Ja. Gesundheitsdezernent Karl-Friedrich Frese berichtete, dass die Impfstoffdosen, die der Landkreis Waldeck-Frankenberg erhalte, in mehreren Bereichen eingesetzt würden. „Geimpft wird aktuell in den Krankenhäusern sowie in den Alten- und Pflegeheimen. Ab 9. Februar öffnet dann das Impfzentrum in Korbach für die über 80-Jährigen, die mobil genug sind, um dieses aufsuchen zu können. Dann werden noch die mobilen Pflegedienste berücksichtigt.“ Unterm Strich blieben für die ersten drei Wochen des „Aufsuchenden Impfens“ ab dem 9. Februar 1800 Impfdosen übrig.

Wo finden die Impfungen der mobilen Teams im Zuge des „Aufsuchenden Impfens“ statt?

Die Orte für die erste Woche vom 9. bis 12. Februar stehen bereits fest. Es sind Bad Arolsen, Frankenberg, Bad Wildungen und die Gemeinde Edertal. Der Start in Arolsen findet im Bürgerhaus statt – die genauen Standorte in den anderen Kommunen stehen noch nicht fest.

Was machen Menschen, die bereits einen Impftermin in Kassel haben?

Hier bittet der Kreis darum, diesen wahrzunehmen. Die Doppelbuchung eines Impftermins sei nicht möglich.

Am 9. Februar öffnet auch das Impfzentrum in Korbach. Wer kann sich dort impfen lassen und wie läuft die Anmeldung?

Seniorinnen und Senioren ab 80 Jahre, die nicht in einem Alten- und Pflegeheim leben und mobil sind, können sich ab Mittwoch, 3. Februar für die Impfung im Impfzentrum Korbach anmelden. Das Land Hessen hat vorgegeben, dass die Anmeldung über zwei Wege möglich ist: Per Telefon über 0611/505 92 888 oder 116 117 sowie online unter www.impfterminservice.hessen.de oder www.impfterminservice.de.

Wie laufen die Impfungen in Korbach ab dem 9. Februar genau ab?
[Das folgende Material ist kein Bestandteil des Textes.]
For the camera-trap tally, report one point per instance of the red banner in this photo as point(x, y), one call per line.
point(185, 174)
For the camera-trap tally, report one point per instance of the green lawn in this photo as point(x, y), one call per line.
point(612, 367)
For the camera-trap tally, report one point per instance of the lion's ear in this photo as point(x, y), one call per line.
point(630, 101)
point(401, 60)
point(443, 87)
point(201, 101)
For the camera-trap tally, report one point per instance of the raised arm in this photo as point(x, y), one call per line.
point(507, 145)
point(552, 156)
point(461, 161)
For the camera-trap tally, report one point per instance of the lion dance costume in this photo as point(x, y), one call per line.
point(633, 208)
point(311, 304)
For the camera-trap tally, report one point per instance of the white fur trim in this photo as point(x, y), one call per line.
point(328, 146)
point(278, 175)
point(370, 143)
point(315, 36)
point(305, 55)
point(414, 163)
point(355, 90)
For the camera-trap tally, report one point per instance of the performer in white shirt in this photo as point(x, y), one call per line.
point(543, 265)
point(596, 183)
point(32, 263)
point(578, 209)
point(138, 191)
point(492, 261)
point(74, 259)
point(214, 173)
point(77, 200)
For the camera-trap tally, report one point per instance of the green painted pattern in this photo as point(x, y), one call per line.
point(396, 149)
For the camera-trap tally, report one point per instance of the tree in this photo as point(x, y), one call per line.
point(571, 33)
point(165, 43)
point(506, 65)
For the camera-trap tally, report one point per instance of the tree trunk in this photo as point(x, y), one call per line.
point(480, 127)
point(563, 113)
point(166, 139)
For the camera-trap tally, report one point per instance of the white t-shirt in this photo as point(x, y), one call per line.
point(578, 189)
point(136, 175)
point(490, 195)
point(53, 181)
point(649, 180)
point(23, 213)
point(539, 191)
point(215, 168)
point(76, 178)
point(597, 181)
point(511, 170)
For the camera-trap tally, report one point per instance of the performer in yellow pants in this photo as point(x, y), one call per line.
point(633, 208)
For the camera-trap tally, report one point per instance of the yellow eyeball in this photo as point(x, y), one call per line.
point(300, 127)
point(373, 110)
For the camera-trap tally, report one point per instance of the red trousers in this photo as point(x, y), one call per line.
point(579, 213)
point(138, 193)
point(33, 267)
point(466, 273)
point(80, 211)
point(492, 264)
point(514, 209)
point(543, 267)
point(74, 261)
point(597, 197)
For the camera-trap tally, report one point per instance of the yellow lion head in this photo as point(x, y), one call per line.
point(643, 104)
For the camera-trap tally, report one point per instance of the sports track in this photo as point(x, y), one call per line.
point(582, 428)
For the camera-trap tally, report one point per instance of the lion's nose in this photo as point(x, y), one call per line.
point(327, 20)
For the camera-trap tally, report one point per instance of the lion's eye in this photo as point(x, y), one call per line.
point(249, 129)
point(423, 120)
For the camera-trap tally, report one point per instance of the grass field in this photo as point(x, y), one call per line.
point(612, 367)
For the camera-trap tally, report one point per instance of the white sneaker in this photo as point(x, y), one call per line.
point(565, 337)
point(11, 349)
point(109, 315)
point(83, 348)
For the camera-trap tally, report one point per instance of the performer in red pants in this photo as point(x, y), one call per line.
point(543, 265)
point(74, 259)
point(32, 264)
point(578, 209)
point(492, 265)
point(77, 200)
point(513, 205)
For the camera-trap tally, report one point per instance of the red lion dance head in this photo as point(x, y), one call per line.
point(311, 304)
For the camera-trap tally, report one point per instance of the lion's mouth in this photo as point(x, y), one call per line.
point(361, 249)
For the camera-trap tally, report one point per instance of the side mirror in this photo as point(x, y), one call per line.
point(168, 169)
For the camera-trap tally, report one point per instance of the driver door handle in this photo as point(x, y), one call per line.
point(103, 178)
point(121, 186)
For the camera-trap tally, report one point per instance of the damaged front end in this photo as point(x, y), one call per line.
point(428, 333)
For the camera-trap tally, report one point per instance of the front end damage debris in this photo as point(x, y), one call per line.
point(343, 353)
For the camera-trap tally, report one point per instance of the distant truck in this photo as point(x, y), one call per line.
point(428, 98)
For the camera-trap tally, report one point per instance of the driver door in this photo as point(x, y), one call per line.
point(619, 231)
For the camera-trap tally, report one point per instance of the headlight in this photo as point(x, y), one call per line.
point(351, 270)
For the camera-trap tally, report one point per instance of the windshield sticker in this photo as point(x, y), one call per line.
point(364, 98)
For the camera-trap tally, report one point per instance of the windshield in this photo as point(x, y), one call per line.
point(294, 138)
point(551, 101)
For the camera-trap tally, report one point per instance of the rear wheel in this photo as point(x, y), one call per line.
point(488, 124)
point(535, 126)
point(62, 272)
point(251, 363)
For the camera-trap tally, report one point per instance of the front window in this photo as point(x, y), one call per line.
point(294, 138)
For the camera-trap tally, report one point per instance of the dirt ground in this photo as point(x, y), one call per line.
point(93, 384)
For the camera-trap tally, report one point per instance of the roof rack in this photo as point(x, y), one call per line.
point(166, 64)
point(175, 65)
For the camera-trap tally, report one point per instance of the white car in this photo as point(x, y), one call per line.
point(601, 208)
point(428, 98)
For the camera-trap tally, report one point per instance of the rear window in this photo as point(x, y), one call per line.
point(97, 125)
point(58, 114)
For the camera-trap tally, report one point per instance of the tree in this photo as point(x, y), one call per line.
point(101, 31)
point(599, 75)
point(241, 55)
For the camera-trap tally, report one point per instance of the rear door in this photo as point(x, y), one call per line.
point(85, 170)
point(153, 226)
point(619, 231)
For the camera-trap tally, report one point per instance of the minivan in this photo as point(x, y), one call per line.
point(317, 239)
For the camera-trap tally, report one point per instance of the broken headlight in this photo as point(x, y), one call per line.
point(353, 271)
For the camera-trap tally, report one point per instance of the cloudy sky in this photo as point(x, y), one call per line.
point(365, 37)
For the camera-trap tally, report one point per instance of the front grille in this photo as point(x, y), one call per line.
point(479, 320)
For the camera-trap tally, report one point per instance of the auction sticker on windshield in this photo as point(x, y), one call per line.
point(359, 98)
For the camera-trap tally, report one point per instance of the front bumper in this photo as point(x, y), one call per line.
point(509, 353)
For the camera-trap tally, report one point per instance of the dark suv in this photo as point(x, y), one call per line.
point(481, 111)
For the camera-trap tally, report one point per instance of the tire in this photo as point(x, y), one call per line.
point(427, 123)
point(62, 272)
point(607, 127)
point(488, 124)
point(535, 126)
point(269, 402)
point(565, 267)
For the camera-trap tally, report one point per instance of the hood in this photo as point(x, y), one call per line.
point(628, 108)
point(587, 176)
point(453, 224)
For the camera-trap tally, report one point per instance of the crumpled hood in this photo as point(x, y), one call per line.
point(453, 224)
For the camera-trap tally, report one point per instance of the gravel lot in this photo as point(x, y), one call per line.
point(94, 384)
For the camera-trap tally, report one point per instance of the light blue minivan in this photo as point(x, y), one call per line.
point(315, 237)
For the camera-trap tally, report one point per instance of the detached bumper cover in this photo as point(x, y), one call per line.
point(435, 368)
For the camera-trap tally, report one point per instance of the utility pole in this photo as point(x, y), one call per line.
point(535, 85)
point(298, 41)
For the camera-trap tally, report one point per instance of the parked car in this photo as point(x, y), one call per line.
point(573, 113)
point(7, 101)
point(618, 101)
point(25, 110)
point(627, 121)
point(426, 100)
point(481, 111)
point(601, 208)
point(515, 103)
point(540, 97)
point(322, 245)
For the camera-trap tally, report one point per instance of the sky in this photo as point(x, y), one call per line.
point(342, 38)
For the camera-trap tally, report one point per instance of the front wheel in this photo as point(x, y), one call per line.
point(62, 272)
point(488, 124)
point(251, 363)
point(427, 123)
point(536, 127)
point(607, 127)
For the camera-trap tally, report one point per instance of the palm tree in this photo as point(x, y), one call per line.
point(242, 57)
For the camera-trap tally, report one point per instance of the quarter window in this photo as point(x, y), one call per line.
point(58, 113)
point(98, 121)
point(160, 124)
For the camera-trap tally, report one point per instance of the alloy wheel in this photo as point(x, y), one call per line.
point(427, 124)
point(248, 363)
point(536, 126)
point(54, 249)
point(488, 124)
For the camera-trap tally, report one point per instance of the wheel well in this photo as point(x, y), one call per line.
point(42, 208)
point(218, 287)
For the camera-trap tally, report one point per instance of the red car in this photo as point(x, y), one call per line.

Das Impfzentrum in der Großsporthalle auf der Hauer wird zunächst montags bis samstags von 9 bis 18 Uhr geöffnet sein. Es werden anfangs zwei Impfstraßen in Betrieb genommen. „Wir rechnen damit, dass wir so rund 100 Personen zunächst der priorisierten Altersgruppe pro Tag impfen können“, berichten Landrat Dr. Reinhard Kubat und Gesundheitsdezernent Karl-Friedrich Frese.